Threadripper parallelization slow: cores not maxed out
I built a PC with an AMD Threadripper 1950X, which has 16 cores. The system is running well and is very responsive. I use the PC mostly to program in the F# language. It is very easy to write parallelized code in F# (as in any functional language) and that is essential for the application I am developing.
Asus Prime X399-A Motherboard
32GB of DDR4-3200 memory
Samsung 960 M.2 NVMe SSD
System overclocked to 4.00 GHz.
I was expecting the performance of parallelized code would be much faster than under my old system with an Intel i7 4770K (Haswell processor), which has only four cores. Unfortunately that is not the case. The two systems execute parallelized code at approximately the same speed.
Actually the Threadripper is much faster than the Haswell when running some simple parallelized F# programs I wrote for testing purposes. But for the complex application I am developing the two are roughly equivalent. There is something about a "heavy" application that the Threadripper does not seem to handle that well.

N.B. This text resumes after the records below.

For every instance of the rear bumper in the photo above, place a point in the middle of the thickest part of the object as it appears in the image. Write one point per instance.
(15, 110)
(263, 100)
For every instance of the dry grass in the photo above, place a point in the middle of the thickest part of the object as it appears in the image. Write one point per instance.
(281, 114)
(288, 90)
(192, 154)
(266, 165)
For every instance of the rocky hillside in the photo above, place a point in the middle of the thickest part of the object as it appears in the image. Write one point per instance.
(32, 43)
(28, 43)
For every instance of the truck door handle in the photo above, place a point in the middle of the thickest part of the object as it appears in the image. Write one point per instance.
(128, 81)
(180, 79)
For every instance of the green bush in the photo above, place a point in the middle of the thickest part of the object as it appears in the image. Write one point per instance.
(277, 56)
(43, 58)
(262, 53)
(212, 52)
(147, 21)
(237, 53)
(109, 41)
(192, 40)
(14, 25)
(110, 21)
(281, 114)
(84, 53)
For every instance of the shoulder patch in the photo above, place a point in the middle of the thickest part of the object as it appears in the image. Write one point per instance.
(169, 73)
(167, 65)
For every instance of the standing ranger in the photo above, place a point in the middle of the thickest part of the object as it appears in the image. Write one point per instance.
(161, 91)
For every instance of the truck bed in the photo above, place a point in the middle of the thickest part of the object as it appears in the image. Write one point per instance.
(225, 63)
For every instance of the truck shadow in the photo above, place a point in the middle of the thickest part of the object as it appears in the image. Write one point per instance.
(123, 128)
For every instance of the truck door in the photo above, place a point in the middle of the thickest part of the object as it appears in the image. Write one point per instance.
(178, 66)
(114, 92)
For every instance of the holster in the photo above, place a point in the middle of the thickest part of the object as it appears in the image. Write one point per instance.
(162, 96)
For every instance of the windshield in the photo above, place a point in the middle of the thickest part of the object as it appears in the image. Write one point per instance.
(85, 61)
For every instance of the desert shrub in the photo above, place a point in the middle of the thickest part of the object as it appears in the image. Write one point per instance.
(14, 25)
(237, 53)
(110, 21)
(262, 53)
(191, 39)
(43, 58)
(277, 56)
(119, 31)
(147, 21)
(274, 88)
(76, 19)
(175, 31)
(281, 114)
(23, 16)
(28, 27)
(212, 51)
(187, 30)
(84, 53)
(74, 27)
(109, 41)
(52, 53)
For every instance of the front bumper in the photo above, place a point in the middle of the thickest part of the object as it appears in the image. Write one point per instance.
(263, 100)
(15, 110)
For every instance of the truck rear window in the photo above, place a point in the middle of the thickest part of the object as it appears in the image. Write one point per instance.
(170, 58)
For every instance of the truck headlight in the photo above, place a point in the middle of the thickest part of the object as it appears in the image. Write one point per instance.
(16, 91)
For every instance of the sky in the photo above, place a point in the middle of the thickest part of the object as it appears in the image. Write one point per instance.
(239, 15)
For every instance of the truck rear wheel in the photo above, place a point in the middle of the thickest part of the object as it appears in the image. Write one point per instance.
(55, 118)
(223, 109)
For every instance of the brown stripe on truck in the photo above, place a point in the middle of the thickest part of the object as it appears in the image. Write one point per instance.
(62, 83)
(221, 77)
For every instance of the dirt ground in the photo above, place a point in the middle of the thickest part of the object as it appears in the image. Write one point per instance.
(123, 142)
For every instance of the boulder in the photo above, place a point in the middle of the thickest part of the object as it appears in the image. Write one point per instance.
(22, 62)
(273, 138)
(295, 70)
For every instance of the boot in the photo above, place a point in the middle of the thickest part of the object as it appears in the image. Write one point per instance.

I found out that if I disable SMT and work with only 16(as opposed to 32) logical cores the Threadripper does better. Without this it would actually be slower than the Haswell.
The cause of the problem seems to be that the Threadripper uses all cores but does not push them to the extreme. Each core runs at about 40-50% and the overall CPU usage also remains in that range.
I used a program called Process Lasso to get this information.
Does anyone have a suggestion on how to maximize each core's usage when running parallelized code?